Idlib continues to be terrorized by the Syrian regime and its backers as clashes with opposition and attacks on civilians saw the death toll reach 96 over the weekend
Syria’s northwestern province of Idlib had one of its most violent 48 hours as clashes between opposition forces and the Bashar Assad regime left 96 dead over the weekend. According to the Syrian Observatory for Human Rights (SOHR), regime forces, supported by Russian fighter jets, clashed with opposition groups on several fronts in the southeastern countryside of Idlib on the weekend. The Britain-based watchdog said it's the heaviest loss of life since a Russian-brokered cease-fire came into effect in late August.

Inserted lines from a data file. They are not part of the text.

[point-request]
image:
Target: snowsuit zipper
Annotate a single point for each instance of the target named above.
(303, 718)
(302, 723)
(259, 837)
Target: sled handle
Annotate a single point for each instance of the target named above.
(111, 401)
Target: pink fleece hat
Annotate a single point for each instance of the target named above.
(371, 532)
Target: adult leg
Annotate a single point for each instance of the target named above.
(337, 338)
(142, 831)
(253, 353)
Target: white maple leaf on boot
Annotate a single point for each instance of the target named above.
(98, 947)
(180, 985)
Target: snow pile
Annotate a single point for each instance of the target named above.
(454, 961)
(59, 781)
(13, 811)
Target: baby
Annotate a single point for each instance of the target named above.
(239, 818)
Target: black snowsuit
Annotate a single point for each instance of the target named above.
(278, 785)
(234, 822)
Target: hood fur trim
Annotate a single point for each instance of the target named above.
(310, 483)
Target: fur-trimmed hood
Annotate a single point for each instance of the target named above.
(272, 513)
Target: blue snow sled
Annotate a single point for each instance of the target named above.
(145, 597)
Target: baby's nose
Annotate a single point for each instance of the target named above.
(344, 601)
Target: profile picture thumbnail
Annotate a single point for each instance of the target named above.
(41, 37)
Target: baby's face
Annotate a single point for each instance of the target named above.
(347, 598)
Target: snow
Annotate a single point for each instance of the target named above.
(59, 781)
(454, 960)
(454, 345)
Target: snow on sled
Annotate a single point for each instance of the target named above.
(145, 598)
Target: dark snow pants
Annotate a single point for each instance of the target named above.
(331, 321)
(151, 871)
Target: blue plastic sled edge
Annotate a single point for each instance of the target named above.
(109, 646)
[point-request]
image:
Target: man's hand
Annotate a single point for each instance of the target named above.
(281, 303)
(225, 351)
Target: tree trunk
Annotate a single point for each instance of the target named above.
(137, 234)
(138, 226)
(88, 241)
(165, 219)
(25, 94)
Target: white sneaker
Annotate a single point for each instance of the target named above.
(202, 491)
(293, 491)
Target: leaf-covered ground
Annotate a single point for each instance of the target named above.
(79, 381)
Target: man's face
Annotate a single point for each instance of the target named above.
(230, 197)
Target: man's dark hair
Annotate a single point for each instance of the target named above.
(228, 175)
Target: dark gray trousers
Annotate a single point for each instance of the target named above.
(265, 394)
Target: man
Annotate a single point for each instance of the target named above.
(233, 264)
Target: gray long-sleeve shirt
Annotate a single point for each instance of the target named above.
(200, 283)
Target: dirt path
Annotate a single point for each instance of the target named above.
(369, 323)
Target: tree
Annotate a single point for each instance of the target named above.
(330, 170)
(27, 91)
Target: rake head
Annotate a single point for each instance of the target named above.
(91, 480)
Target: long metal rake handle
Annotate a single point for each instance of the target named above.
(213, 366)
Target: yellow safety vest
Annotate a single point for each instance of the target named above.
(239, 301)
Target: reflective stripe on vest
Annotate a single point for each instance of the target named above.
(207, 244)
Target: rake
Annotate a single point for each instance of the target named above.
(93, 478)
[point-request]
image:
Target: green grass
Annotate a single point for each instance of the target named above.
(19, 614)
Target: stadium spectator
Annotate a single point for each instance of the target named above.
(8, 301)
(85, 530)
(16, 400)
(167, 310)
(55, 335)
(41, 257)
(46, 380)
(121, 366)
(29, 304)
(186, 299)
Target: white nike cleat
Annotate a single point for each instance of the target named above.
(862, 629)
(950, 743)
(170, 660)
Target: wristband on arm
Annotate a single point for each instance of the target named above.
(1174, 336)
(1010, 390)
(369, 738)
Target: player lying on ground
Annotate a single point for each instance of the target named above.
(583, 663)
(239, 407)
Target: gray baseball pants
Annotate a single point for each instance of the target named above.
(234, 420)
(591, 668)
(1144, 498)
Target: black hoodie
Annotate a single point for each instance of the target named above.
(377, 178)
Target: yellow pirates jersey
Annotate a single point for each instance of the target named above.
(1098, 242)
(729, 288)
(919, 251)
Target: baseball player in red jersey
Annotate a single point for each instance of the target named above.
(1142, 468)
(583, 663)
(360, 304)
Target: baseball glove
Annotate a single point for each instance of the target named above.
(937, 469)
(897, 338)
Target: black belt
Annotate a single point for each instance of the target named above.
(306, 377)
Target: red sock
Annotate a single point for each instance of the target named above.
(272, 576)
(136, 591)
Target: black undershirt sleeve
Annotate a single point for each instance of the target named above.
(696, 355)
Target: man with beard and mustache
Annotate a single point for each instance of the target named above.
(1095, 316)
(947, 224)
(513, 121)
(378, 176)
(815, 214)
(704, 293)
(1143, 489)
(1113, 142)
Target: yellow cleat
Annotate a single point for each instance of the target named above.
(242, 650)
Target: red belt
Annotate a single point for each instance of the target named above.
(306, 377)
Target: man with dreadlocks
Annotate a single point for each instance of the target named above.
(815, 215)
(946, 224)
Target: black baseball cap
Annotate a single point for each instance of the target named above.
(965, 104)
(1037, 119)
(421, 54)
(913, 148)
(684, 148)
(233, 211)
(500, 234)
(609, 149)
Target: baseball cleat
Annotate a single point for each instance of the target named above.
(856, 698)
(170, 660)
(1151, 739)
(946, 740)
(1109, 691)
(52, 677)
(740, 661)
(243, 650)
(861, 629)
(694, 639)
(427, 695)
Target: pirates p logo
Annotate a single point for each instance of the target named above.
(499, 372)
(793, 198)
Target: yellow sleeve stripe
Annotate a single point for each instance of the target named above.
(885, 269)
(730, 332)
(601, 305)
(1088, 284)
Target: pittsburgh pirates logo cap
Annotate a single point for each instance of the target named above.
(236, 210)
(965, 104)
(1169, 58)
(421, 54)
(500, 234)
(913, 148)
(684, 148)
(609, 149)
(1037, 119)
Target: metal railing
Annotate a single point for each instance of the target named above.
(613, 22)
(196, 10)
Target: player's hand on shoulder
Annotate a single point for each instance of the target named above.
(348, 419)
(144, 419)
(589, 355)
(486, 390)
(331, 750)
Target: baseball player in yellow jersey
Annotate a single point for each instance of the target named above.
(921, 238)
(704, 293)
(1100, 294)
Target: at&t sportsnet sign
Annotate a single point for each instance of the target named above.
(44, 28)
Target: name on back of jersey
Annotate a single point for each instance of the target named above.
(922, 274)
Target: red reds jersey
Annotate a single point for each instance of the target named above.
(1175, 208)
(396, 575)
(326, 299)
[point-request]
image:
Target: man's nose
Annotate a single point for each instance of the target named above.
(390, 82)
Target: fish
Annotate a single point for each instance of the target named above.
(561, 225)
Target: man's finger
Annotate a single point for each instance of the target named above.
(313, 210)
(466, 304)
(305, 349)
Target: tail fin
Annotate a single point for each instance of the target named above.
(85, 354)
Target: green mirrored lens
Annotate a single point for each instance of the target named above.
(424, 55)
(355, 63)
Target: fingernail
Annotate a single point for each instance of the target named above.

Last September, Turkey, and Russia agreed to turn Idlib into a de-escalation zone where acts of aggression were expressly prohibited. The Syrian regime and its allies, however, consistently broke the terms of this cease-fire, launching frequent attacks inside the zone and violating the Astana process. The de-escalation zone is currently home to some 4 million civilians, including hundreds of thousands displaced in recent years by regime forces throughout the war-weary country. According to activists based in Idlib, the battles and the heavy airstrikes by Syrian regime forces have led to a new wave of displacement from the war-torn province toward the Turkish border. They added that areas in the southeastern countryside were subjected to hundreds of airstrikes since Friday. It was reported on Sunday that the Syrian National Army (SNA) and opposition groups took back four settlements that were occupied by the Syrian regime in Idlib. According to military opposition sources, the SNA regained the southern villages of Aciz, Resim al Varad, Istablat and Suruc after intense clashes with regime forces. During this operation, a tank, a personnel carrier, two multiple rocket launchers and a large number of regime soldiers were eliminated. Reportedly, clashes were ongoing after the four villages were seized. Thereby, the opposition has broken the regime's line of defense in Idlib's southeast and in big settlements.
Ankara often warns the international community and regional countries that the attacks could trigger a fresh refugee wave toward the West. Despite the risks of great refugee flows and a humanitarian crisis in general, the regime and its backers continue to terrorize the region. Regime, Russia target civilians Apart from the clashes, the regime and Russian airstrikes also continue to target civilians in the last opposition stronghold. The Turkish Defense Ministry announced yesterday that during the attacks that took place yesterday alone, 14 civilians, including women and children, were killed while 20 others were injured. Russian warplanes carried out airstrikes on the districts of Maarat Al-Numan, Saraqib, and a number of villages in the northwestern province of Idlib, according to the White Helmets. Following the airstrikes, civil defense teams launched search and rescue efforts.
These ongoing airstrikes are one of the major reasons behind the displacement of locals in Idlib. In the first half of November, attacks by the Assad regime and its supporter Russia displaced some 40,000 civilians within the Idlib de-escalation zone, according to Syria's Response Coordination Group, a local nongovernmental organization. 277 civilians killed in a month Meanwhile, the Syrian Network for Human Rights (SNHR) released a report on Sunday, showing that a total of 277 civilians were killed in Syria during the month of November alone. The report revealed that 72 of the killed civilians were children while 32 of them were women. It also showed that the majority of the civilians were killed by the regime and/or Russian forces. According to the human rights group, three of the killed civilians were medical personnel while two of them were media workers, all of whom were killed by regime forces. It was also expressed that in addition to the civilians killed, 27 people were tortured to death during November, 25 at the hands of regime forces while the other two were by the PKK’s Syrian affiliate the People’s Protection Units (YPG). There have been also 13 massacres in Syria, most of which took place as a result of bomb attacks by unidentified responsible parties. One of them was committed by regime forces, the report said, while four were by Russia. SNHR underlined that the term “massacre” is being used for the incidents where more than five civilians were killed in one incident. “The report stresses that the Syrian government has violated international humanitarian law and customary law, and all U.N. Security Council resolutions, particularly resolution 2139, resolution 2042, and resolution 2254, all without any accountability,” SNHR said in the report, saying that there is no record of any warnings being issued by the Syrian Regime or Russian forces prior to any attack in accordance with the requirements of international humanitarian law.